I think probability is used for a random variable. Variable here means something that doesn’t have a constant value and can take a range of values.

First, note that the population mean (or the true mean) is an unknown constant value, so you can’t use probability for it. However, the sample is random. The sample mean is also random. The confidence interval that you create based on the sample mean is also random. So, you may use probability for the sample mean or the confidence interval.
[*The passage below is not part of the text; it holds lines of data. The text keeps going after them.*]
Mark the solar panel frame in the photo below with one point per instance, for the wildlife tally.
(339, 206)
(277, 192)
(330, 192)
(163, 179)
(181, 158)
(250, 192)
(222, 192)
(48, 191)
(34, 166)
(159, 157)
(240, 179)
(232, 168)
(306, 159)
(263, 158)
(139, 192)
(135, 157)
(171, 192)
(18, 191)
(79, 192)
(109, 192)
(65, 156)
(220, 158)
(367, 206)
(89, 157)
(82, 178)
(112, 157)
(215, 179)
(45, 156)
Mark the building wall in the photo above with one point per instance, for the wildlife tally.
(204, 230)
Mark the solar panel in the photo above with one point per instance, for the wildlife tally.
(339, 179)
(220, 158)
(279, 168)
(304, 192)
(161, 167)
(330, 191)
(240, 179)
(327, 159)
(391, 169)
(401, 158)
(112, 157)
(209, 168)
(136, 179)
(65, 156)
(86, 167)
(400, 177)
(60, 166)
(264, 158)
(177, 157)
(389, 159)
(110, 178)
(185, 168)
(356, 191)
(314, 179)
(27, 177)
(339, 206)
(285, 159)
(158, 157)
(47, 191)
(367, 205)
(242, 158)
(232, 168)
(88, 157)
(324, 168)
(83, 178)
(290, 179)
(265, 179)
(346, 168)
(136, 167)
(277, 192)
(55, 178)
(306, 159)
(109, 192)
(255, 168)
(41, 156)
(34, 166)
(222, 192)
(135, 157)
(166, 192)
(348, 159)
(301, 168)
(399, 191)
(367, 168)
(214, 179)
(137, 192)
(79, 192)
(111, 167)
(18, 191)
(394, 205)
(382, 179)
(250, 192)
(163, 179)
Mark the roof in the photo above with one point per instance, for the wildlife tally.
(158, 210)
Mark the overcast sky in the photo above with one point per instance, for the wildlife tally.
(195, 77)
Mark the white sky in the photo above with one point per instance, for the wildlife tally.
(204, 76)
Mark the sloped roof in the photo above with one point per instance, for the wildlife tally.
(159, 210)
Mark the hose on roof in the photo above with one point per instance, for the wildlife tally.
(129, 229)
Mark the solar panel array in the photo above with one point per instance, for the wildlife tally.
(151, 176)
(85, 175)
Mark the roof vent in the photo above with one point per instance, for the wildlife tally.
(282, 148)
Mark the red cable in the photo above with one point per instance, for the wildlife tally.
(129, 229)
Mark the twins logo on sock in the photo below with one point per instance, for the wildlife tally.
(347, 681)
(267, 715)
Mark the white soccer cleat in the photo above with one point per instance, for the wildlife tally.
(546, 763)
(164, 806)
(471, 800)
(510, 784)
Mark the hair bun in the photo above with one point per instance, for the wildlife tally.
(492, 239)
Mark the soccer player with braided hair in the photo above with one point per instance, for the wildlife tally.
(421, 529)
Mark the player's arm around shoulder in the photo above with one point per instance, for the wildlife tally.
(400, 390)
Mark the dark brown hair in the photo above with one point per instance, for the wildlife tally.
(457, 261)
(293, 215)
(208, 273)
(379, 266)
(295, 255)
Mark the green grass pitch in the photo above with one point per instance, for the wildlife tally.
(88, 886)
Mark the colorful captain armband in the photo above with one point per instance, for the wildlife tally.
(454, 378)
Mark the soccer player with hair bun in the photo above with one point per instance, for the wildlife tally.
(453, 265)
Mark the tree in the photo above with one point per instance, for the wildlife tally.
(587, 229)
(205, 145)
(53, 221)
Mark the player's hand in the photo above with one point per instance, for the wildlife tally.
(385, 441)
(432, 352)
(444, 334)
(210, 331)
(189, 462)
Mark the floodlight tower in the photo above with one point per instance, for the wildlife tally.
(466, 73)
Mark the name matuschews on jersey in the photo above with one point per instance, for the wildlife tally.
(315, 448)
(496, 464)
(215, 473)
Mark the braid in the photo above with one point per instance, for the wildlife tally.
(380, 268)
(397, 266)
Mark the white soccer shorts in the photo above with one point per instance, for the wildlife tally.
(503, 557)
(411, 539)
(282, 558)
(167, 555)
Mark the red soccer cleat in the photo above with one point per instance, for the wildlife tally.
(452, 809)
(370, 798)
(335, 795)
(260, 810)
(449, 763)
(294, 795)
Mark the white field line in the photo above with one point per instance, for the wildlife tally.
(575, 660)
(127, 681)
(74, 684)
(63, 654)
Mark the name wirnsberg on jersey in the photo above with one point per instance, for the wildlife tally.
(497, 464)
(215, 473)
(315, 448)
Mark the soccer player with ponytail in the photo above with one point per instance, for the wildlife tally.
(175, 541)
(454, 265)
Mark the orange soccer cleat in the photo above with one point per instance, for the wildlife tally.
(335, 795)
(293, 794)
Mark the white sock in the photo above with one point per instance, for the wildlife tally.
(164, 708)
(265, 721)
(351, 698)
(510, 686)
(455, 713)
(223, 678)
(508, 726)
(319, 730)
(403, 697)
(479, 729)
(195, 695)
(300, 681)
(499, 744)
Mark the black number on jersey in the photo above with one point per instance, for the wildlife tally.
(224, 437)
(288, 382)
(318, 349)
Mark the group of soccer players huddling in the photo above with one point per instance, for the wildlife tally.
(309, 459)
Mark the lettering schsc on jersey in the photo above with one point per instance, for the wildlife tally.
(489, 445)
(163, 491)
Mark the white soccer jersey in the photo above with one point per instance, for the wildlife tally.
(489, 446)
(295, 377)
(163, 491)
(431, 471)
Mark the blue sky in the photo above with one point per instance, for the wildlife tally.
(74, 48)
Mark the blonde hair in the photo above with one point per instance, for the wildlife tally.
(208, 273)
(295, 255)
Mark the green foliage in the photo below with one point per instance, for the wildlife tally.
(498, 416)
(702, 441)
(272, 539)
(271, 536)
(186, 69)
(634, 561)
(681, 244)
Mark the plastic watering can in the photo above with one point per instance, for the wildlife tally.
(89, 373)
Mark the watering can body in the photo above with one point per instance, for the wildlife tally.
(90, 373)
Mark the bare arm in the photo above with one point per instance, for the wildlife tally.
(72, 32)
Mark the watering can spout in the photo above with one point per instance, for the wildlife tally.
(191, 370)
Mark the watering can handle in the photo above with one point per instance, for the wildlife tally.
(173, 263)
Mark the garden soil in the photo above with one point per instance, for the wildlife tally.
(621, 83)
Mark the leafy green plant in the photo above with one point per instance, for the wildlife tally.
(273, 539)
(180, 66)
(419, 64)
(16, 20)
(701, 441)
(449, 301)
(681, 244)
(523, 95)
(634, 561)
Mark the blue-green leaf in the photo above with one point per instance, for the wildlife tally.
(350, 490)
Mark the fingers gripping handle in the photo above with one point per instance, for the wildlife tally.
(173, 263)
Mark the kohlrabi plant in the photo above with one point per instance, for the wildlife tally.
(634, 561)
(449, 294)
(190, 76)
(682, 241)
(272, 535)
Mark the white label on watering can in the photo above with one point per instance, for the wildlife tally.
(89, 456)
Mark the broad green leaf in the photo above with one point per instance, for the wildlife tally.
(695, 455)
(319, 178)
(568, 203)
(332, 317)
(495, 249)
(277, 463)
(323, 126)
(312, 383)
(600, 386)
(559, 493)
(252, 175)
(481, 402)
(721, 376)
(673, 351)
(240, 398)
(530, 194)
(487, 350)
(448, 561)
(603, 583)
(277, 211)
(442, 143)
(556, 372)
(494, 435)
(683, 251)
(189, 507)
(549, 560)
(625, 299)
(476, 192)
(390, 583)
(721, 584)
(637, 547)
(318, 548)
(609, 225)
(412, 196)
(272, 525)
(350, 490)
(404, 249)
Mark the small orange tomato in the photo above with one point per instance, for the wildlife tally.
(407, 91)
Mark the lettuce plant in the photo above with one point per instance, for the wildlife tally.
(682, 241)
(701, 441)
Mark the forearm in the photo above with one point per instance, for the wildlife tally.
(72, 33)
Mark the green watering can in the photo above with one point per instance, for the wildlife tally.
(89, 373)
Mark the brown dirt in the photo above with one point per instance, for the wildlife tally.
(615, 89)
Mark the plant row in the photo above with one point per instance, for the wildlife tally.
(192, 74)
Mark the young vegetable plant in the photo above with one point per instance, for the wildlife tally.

Based on the Central limit theorem, the sample mean follows a Normal distribution (when the sample size is enough large) with a mean equal to the mean of the population. Based on this distribution you can calculate the probability that the sample mean occurs in a specific distance from the distribution mean (which is unknown). However, the distance between $x$ and $y$ equals to the the distance between $y$ and $x$. So, when the sample mean is obtained, one can use the same probability to say that the true mean (which is unknown) occurs in a specific distance from the sample mean (which is now specified), but as we said before the true mean isn’t a random variable and so statisticians use the the term confidence interval.

I want to say that in this case the confidence interval and probability are related and are obtained from a probability distribution, just the terminology causes using different names.